Tyler Cowen at Marginal Revolution posts today on two biases:
We think we perform better in front of supportive audiences, but actually "we perform better in front of strangers or even a hostile crowd."
We rate people better if they share our birthday.
And Tyler privately mentioned:
In sports and fashion, smiles signal low status, not happiness.

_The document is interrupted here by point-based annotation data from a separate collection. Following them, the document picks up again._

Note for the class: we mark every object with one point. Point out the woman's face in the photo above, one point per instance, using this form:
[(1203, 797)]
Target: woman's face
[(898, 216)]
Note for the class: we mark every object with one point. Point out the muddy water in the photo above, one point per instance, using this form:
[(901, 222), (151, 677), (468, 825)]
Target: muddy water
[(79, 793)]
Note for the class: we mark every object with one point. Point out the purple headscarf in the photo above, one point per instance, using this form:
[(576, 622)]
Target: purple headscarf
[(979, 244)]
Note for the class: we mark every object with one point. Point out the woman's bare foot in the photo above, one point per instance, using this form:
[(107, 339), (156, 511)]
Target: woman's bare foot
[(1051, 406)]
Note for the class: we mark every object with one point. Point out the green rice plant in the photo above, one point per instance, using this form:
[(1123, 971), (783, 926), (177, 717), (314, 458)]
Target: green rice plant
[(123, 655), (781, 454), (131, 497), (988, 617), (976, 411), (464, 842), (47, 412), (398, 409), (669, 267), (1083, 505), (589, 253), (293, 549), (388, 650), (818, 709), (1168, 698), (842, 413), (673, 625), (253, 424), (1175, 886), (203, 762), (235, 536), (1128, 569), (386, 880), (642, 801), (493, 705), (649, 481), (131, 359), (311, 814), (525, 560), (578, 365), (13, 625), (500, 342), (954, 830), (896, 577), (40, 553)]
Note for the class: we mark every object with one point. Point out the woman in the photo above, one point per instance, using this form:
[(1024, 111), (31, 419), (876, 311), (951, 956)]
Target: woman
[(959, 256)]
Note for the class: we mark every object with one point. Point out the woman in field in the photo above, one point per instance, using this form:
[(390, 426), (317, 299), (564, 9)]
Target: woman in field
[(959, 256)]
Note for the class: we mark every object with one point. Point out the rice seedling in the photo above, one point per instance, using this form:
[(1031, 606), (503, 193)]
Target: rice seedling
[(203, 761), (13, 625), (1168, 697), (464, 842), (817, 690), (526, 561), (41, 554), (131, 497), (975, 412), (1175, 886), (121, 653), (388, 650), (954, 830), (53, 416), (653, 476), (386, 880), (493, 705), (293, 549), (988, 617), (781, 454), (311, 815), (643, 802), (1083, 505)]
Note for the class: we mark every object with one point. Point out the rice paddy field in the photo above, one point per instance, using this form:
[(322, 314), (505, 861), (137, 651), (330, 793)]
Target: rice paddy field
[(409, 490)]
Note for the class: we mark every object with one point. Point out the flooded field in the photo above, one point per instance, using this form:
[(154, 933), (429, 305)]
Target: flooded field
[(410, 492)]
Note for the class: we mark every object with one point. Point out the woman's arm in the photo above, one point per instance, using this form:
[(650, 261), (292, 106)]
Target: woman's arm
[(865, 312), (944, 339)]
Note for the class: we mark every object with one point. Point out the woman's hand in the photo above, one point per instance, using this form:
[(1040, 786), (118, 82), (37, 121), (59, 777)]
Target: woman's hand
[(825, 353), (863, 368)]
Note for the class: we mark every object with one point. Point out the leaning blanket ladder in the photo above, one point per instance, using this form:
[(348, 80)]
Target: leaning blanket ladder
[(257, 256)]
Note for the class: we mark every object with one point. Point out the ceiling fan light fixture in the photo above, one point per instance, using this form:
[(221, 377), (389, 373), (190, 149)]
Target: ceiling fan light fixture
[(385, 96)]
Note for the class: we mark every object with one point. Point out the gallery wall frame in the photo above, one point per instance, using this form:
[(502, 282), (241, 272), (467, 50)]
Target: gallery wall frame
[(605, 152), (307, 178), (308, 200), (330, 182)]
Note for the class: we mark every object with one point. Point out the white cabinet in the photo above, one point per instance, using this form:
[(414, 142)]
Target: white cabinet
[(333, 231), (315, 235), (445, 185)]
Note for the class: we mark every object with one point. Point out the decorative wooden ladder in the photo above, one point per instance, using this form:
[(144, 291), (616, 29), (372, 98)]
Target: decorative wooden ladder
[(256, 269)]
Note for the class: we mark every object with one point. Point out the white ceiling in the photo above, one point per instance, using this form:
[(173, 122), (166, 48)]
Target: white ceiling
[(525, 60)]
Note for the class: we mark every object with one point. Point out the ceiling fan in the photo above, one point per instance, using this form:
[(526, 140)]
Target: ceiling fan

The Dalai Lama smiles a lot.
Smiles signal low status if you define low status as the status of those who are smiling in this study. So bigger football players don't smile as much as smaller players. Their positions are different. Linemen are like sumo wrestlers needing to apply sustained, maximal power to every play. It's hard to smile and do that. Plus your intimidation is in your face as a lineman. As a back it's in your moves, your actions. Defensive backs get to run like the wind and point to a moment of attack when they see if they can take an opponent's head off. Then they can relax and look back, with a smile if they came close enough to actually doing that. Just look up how Jack Tatum of the Oakland Riaders used to talk about this. I'm sure he was smiling the whole time he talked about it with his joyful memories of really hurting someone. But he wasn't smiling at the moment of attack. You can't smile and give it your full force. That's why linemen don't smile. Maybe there are off-the-field reasons for the different faces,too. I'm 6'3". I've noticed the joy of looking down on people and not smiling. It's not good to do that all the time, but it's a nice option sometimes. I'm sure there are many factors in this and with the models that are poorly summarized as "smiles signal low status". People smile when they're free to smile and feel like it. Maybe there's an additional payoff for smiling or for scowling sometimes, but this study just conjectures about that instead of nailing that down as the cause of the observed behavior.
Then even if smiles were a signal of low status, they still could mean happiness, too. You'd have to find out how the subject experiences it. A smile can mean fear. A scowl can be joyful. Or vice versa for both. There certainly is a bias toward making simplistic conclusions about human behavior. We are not simple creatures.